What is ownership if not the right to decide what happens to an asset? To date, decisions about the allocation of water have been made by local governments, elected by all citizens regardless of race, and that’s how it should be. The Government’s proposals envisage a radical change in that arrangement, with iwi “able to participate in decisionmaking about fresh water in their rohe”.
The consultation document notes that proposed amendments to the RMA provide for so-called “iwi participation agreements”, which will “require councils to invite iwi to discuss and agree on how iwi may participate in planning” [my emphasis].
The Treaty of Waitangi gave Maori rights over the property they owned in 1840. Some of that property was sold by Maori, some was taken unfairly by the Crown — and for this reason compensation has been paid more than a century later. And that’s appropriate. But at no time have Maori claimed to own water, and even had they made such a claim, the Water and Soil Conservation Act of 1967 made it abundantly clear that water is owned by nobody.
Mr Borrows quotes a comment I made in a 60-second conversation we had as we met very briefly a few weeks ago, and notes that I want to take race relations back 40 years ago. What I was trying to assert was that for most of our history successive governments have taken seriously Governor Hobson’s statement as Maori chiefs signed the Treaty that we are now all one people.

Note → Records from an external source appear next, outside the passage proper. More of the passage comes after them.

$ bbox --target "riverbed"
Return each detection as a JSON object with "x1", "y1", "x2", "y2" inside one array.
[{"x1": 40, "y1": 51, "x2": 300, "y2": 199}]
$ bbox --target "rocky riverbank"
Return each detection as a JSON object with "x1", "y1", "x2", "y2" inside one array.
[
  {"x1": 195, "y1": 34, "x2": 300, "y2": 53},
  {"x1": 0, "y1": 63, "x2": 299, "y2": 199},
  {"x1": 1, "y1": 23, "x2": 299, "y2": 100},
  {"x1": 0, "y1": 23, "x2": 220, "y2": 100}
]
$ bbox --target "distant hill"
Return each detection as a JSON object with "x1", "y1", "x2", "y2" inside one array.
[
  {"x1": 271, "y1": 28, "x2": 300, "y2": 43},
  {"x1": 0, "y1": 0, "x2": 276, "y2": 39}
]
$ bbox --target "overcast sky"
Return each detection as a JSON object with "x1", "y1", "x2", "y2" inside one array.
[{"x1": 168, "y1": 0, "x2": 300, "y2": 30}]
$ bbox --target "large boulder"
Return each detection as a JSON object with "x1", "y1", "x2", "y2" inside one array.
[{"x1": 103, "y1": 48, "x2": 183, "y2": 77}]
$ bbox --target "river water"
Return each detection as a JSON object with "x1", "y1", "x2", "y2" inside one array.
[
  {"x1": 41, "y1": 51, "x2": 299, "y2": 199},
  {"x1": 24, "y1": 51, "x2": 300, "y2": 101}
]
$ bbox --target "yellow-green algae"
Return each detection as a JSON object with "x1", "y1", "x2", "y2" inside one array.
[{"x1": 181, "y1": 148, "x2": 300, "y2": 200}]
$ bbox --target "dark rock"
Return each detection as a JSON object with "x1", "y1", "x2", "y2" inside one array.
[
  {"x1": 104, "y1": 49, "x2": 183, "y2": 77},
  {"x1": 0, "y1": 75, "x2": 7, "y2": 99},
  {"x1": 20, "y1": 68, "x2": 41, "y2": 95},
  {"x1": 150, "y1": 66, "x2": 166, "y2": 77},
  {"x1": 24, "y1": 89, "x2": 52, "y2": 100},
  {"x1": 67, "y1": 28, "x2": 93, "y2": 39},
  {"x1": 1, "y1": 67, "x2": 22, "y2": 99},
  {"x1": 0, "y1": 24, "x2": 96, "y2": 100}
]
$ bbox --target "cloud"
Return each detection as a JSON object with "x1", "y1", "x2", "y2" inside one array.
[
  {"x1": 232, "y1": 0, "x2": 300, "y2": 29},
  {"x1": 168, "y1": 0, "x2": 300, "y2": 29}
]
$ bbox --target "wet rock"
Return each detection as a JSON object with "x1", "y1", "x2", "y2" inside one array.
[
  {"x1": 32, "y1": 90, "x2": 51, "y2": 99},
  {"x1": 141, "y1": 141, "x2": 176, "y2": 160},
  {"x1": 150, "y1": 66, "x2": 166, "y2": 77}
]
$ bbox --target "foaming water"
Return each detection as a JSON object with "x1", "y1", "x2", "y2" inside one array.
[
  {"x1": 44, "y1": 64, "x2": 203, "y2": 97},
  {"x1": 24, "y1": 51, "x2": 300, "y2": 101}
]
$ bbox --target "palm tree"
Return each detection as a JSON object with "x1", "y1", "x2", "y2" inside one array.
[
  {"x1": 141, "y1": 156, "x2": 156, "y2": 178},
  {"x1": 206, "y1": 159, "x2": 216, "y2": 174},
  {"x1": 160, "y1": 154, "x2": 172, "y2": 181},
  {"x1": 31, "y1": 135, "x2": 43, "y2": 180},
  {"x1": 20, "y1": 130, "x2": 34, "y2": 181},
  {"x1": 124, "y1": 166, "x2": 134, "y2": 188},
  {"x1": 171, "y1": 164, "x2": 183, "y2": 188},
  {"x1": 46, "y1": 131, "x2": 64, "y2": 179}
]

Several decades ago, in the late 80s actually (so 30 years ago), we started the nonsense of imagining that the Treaty contained “principles” that nobody has yet been able to find in the document itself, nor to adequately define. We started to pretend that the Treaty really involved a “partnership” of equals between Maori chiefs and their descendants on the one hand and the Crown on the other.
But the very first clause of the Treaty states that “the chiefs of the Confederation of the United Tribes and the other chiefs who have not joined the confederation, cede to the Queen of England forever the entire sovereignty of their country”. Doesn’t sound like a partnership of equals — or any other kind of partnership — to me!
In defending the proposal to introduce Maori wards in New Plymouth, Mr Borrows asserts that “wards have been part of New Zealand democracy forever”. But those wards were never based on the ethnicity of one’s ancestors except in the case of the Maori electorates in Parliament. And those Maori electorates, established in 1867 for five years, have long outlived their relevance. There are just seven Maori electorates but more than 20 Maori Members of Parliament.
Mr Borrows protests that “no Maori has ever won a general seat campaigning on Maori issues”. But what, pray, are “Maori issues”? For most Maori, I suspect the issues they most care about are the ability to access healthcare when they need it, the quality of the local school, and the ability to afford adequate housing — exactly the same issues which everybody else is concerned about.
Bill English committed a future National Government to scrapping Maori electorates. I agreed with him then and I agree with him now. It’s well past time when we should be treating all New Zealanders as equal before the law, and dealing with need where required, not on the basis of the race of one’s ancestors.